Martin Stillger: Olá, Senhora Mutterer.

Felicia Mutterer: Acabei de dizer que neste episódio queremos focalizar nos negócios. O que mudou nos últimos meses devido à pandemia do coronavírus? Quais mercados ou negócios foram perdidos? E quais novos se desenvolveram, Senhor Stillger?

Martin Stillger: O desenvolvimento regional foi muito interessante. Primeiro tivemos impactos nos negócios da Ásia. Em seguida, houve problemas na Europa, no início também grandes problemas na Itália – E a Itália com a nossa planta lá também nos afetou muito. E então houve o problema na Europa. E, um pouco mais tarde, também começaram as dificuldades na América do Norte. Isso nos afetou em todas estas regiões, consecutivamente. E, além disso, também especialmente em determinados setores. Naturalmente sofremos um rude golpe no nosso setor de fornecimentos para a indústria automotiva, uma vez que a demanda colapsou de um dia para o outro. Além disso, somos um grande prestador de serviços no setor de aviação. Fazemos fornecimentos para fornecedores e fabricantes de equipamento original (OEM) no setor da construção aeronáutica. E este setor já tinha problemas antes da crise. Também foi publicado na imprensa que houve problemas com modelos especiais, por exemplo o Boeing 737 MAX. Isso causou um declínio de novas encomendas. E a isso acrescentou-se a crise, o que realmente é uma catástrofe total.

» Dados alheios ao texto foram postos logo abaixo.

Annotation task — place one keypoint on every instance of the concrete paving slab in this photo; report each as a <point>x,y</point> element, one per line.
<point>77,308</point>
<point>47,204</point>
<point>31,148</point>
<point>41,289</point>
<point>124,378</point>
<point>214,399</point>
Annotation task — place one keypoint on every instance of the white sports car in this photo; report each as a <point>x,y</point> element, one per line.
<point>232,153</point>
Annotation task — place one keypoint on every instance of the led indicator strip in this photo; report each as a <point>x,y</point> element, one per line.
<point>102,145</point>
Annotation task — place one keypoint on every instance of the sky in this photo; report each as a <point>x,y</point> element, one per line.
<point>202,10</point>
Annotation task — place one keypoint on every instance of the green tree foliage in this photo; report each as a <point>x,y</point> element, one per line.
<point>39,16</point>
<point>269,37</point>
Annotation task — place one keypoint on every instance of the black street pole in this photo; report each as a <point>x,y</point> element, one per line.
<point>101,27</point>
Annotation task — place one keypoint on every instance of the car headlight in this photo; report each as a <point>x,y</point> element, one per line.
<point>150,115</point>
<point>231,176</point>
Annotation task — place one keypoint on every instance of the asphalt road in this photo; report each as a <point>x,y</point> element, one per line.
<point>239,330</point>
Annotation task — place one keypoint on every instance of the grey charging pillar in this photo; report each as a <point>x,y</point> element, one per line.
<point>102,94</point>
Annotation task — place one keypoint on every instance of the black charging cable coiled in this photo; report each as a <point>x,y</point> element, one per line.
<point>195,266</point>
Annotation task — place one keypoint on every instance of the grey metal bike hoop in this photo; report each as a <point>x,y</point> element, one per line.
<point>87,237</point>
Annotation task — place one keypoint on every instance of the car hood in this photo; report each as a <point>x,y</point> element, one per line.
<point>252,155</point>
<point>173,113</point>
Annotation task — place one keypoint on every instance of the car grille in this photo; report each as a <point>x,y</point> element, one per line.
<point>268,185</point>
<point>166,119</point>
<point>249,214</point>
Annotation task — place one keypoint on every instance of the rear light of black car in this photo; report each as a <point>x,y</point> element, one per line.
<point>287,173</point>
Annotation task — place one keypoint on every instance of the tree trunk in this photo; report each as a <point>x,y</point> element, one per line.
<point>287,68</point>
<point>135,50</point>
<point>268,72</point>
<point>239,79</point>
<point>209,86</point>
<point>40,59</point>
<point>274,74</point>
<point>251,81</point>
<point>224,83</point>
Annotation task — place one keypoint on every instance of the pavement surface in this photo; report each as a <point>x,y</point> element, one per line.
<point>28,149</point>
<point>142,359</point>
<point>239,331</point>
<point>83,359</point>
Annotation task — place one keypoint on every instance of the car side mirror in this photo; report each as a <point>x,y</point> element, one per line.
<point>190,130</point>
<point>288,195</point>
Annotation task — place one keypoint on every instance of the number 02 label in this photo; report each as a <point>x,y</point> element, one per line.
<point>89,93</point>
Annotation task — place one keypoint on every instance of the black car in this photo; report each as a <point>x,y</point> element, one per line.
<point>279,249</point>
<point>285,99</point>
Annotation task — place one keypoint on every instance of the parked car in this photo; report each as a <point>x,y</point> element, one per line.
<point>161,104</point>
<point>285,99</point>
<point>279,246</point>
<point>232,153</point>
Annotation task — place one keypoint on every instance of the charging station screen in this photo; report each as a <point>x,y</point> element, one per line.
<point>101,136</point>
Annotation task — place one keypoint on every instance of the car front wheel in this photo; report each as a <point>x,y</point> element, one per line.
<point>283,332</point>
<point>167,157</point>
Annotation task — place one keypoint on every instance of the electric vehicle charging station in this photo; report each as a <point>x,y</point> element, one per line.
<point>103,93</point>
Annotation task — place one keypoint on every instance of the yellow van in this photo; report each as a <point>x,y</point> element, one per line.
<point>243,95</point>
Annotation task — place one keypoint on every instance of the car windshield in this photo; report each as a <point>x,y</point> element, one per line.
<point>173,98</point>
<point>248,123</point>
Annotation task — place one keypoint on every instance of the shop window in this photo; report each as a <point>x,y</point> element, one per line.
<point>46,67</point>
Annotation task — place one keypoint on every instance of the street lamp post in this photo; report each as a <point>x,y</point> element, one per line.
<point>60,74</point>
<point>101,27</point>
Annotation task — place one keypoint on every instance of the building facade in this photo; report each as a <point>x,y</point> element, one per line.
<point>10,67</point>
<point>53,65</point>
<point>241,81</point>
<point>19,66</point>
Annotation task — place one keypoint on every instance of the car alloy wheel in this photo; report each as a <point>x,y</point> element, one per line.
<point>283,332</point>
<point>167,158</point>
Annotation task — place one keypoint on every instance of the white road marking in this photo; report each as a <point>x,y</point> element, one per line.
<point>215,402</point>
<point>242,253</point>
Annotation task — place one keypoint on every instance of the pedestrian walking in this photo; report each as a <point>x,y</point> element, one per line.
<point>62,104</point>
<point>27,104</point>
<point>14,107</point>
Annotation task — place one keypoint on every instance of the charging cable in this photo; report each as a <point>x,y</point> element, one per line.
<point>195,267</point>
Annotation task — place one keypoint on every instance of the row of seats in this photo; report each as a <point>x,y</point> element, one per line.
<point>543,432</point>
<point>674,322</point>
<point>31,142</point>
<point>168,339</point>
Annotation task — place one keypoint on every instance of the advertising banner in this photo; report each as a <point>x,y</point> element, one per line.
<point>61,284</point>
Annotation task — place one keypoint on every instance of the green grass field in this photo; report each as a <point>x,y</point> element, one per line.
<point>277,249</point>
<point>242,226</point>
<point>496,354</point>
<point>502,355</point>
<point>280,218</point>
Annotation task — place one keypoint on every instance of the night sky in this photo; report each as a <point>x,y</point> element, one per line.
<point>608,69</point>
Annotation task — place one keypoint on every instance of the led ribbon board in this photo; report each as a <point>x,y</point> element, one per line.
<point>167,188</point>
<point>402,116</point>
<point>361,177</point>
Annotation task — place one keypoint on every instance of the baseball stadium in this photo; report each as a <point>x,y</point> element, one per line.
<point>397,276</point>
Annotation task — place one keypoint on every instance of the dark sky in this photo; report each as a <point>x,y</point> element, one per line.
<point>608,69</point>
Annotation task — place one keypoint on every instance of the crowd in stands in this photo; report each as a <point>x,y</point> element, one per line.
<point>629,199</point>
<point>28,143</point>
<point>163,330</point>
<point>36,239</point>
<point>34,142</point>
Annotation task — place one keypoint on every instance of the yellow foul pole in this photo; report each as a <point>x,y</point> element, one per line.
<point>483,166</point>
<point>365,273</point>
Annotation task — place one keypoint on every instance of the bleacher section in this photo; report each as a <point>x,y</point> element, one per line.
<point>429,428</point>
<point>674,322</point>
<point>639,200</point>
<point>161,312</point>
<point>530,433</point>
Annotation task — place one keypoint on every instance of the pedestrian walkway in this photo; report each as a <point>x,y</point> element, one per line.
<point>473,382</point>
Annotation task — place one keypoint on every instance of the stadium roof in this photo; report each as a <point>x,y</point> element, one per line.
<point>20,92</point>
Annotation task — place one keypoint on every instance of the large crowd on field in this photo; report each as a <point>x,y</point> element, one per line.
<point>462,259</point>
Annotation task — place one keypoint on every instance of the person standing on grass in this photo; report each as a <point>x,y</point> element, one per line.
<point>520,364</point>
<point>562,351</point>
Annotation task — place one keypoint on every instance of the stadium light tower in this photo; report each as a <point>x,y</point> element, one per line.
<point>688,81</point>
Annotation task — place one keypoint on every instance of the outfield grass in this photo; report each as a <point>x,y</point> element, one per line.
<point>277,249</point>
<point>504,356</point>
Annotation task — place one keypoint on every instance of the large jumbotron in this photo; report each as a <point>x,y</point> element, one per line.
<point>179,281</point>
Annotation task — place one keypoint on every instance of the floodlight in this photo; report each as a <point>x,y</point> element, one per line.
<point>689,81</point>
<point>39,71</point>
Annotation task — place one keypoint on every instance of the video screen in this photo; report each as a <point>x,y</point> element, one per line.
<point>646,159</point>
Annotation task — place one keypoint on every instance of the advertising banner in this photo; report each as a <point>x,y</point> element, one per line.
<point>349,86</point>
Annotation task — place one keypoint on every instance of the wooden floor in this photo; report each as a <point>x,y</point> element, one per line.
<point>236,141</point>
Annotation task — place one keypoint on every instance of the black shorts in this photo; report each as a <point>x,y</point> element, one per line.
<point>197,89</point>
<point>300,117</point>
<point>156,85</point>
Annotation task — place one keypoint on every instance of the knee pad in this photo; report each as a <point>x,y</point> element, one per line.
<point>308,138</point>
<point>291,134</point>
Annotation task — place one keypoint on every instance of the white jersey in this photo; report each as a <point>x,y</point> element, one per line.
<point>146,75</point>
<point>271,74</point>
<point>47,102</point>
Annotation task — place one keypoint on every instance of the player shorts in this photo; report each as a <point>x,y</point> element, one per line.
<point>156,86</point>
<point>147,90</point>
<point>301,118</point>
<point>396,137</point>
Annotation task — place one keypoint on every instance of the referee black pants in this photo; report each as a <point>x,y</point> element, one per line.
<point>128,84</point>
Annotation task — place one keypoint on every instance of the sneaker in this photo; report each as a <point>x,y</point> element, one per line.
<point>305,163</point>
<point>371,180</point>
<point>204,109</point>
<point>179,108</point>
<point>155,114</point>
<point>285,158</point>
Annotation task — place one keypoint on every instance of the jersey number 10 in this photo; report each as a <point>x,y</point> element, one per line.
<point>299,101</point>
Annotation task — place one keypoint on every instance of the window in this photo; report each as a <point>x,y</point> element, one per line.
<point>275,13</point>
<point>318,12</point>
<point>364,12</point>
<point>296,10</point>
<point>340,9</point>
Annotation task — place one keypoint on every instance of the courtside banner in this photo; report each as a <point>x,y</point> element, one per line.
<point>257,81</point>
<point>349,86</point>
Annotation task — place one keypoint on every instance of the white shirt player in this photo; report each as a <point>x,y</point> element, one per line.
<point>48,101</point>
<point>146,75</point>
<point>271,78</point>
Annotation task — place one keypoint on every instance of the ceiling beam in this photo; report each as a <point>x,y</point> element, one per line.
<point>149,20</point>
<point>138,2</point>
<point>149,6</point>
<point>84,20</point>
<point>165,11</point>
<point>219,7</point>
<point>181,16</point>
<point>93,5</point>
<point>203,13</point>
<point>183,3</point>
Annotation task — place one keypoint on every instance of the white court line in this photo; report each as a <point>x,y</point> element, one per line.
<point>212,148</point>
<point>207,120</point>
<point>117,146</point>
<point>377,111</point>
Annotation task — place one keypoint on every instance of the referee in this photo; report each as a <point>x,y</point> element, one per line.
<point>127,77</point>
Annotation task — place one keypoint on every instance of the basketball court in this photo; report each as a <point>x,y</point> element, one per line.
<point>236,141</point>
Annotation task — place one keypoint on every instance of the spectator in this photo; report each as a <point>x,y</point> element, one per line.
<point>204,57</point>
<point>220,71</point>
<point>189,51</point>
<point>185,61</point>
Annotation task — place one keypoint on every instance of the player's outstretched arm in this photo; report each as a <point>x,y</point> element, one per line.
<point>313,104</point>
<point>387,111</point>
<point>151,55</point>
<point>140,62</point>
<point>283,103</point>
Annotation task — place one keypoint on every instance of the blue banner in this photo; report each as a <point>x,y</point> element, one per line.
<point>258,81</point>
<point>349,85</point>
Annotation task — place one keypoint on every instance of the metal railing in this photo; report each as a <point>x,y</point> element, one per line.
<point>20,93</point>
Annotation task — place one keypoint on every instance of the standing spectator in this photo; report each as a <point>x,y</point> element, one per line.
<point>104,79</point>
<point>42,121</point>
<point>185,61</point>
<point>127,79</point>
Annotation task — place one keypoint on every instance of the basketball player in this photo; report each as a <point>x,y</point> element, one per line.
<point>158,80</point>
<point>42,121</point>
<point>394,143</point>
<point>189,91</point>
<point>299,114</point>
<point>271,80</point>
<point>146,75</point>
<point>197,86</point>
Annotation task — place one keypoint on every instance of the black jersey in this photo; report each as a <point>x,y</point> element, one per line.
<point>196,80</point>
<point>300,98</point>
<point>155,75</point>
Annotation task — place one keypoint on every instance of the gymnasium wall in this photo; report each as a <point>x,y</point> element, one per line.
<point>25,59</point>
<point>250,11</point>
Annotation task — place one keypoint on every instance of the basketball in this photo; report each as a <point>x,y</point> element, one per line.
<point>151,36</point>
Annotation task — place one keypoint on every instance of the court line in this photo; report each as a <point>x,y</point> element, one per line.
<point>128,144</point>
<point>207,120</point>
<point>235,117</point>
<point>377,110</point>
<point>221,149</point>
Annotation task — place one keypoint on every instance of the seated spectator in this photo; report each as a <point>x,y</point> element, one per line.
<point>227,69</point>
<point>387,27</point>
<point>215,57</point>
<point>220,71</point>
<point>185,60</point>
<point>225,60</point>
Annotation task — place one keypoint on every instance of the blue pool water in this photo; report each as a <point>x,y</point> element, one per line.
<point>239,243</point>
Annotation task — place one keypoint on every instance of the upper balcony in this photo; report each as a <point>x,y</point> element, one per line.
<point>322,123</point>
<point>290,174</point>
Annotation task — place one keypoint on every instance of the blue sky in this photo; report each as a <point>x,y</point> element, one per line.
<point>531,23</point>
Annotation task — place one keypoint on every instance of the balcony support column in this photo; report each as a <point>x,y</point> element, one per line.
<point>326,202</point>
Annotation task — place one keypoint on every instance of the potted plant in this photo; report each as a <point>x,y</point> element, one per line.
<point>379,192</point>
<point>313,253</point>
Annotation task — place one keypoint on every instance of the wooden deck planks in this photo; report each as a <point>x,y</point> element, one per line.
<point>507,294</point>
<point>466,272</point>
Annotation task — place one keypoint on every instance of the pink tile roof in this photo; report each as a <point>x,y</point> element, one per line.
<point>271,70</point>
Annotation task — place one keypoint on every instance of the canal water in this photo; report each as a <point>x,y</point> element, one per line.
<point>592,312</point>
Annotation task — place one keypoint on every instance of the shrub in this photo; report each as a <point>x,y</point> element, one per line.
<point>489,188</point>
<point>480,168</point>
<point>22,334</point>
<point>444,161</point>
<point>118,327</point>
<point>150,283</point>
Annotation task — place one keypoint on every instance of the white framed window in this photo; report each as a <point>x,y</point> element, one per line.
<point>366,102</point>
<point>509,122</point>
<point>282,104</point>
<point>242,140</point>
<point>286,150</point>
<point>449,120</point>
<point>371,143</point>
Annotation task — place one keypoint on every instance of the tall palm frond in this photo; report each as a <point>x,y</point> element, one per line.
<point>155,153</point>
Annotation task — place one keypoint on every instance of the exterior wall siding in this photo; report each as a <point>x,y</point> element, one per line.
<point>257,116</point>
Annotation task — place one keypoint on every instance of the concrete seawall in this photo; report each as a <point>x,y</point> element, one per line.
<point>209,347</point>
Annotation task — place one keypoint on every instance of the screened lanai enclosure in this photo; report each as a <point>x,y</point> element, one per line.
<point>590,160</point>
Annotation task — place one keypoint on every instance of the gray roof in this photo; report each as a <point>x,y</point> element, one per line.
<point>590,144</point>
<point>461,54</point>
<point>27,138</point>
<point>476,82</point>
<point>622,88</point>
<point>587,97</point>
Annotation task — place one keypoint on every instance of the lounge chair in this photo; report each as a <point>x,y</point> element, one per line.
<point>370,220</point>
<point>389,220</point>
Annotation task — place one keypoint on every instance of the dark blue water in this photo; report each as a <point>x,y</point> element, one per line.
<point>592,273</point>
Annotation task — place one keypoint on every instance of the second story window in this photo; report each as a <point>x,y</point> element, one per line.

Por outro lado, também há muitos outros setores que atravessam a crise muito bem. Fico surpreendido do bom andamento do nosso comércio no segmento industrial geral. E os nossos colegas que trabalham no setor de Plastics, experenciam um boom especial, pois muitas pessoas e empresas precisam de equipamentos de proteção – placas de vidro acrílico necessárias para lojas, postos de gasolina, bancos e outros lugares – e atualmente temos um aumento forte no negócio de material plástico e volumes de vendas excepcionais. Ainda há outro aspeto que gostaria de abordar: Muitas pessoas que não vão nas lojas preferem fazer as suas compras online – também conhecemos isso da nossa vida privada. Tudo o que fazemos online atualmente atinge níveis recorde.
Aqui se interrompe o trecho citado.